Jesus said: “It is more blessed to give than to receive.” Fortunately for those of us with massive amounts of student loan debt, it turns out that giving is also the best route to professional success.
In his new book, “Give and Take,” Adam Grant describes how Givers, people who help others without worrying about what they’ll get in return, are often wildly successful. In fact, they’re more successful than Matchers, who give with the expectation of receiving an equal amount in return, and Takers, who seek to receive more than they give.
It’s a great book overall, and an easy read. Grant repeatedly makes the point that giving has to come from the heart: if you do it just to get ahead, it probably won’t work. Once you start giving, however, it can become a habit.
But Grant essentially ignores one critical question: does gender matter? In other words, do women gain the same benefits as men from being givers?
It’s possible they gain more. My guess is that “taking” is a particularly unsuccessful strategy for women. For instance, we know that women are much less likely than men to negotiate for promotions or higher salaries. There’s a good reason for this: when women negotiate, people like them less, according to research described in the Washington Post:
Both men and women were more likely to subtly penalize women who asked for more — the perception was that women who asked for more were “less nice”.
Perhaps Grant’s research found no gender differential at all – but the book would have been stronger if he had addressed the question.
It still had valuable lessons, however. Here are 8 ways to be a Giver.
- Build weak ties. Weak ties “provide more efficient access to new information. Our strong ties tend to travel in the same social circles and know about the same opportunities as we do. Weak ties are more likely to open up access to a different network, facilitating the discovery of original leads.” Givers regularly reconnect with weak ties, even if they don’t think they’ll get anything in return. And their weak ties tend to be responsive and willing to help, because they trust that Givers don’t have ulterior motives.
- Do five-minute favors. Be willing to do something that takes five minutes or less for anyone.
- Share the credit. Always give credit to other people; use “we” instead of “I.” People tend to overestimate their own contributions, and underestimate the contributions of others. Studies show that when star analysts move to a new firm, their performance drops; that’s because their success usually depends more on their team than is generally recognized. (If they bring their entire team to a new firm, they can maintain their performance.)
- Exhibit “expedition behavior” (i.e. behavior you’d exhibit on a trek up Mount Everest). In other words, do what’s best for the team, not what’s best for you. “Studies show that people actually make more accurage and creative decisions when they’re choosing on behalf of others than themselves.” This will help you avoid common biases. “Escalation of commitment” bias, for example, is the tendency to continue following a losing strategy, because otherwise you’ll have to admit that your strategy was wrong. By focusing on the needs of the team, and not their own egos, Givers avoid this common trap.

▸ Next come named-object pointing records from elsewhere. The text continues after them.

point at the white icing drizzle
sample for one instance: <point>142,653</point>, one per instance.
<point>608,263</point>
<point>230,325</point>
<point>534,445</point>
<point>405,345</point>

- Use powerless communication… “Powerless communicators tend to speak less assertively, expressing plenty of doubt and relying heavily on advice from others. They talk in ways that signal vulnerability, revealing their weaknesses and making use of disclaimers, hedges, and hesitations.” This style is “surprisingly effective in building prestige.” (Here’s one area where an analysis of gender would have been useful: Do people respond differently to women using powerless communication than they do to men?)
- …but establish credibility. “Expressing vulnerability is only effective if the audience receives other signals establishing the speaker’s competence.” If you’re a bungler, people will see your vulnerability and like you less. But if you’re competent, people will see your vulnerability and like you more.
- Talk less, listen more. People will like you, and you’ll learn stuff. This is particularly helpful in negotiations: Givers are very effective negotiators because they take time to learn others’ point of view.
- Ask for advice. “Seeking advice is a subtle way to invite someone to make a commitment to us.” When you ask someone for advice, you flatter them. And once they’ve given you advice, they have a stake in your success. If you succeed, it demonstrates that they made the right decision to invest in you. “When we give our time, energy, knowledge, or resources to help others, we strive to maintain a belief that they’re worthy and deserving of our help.”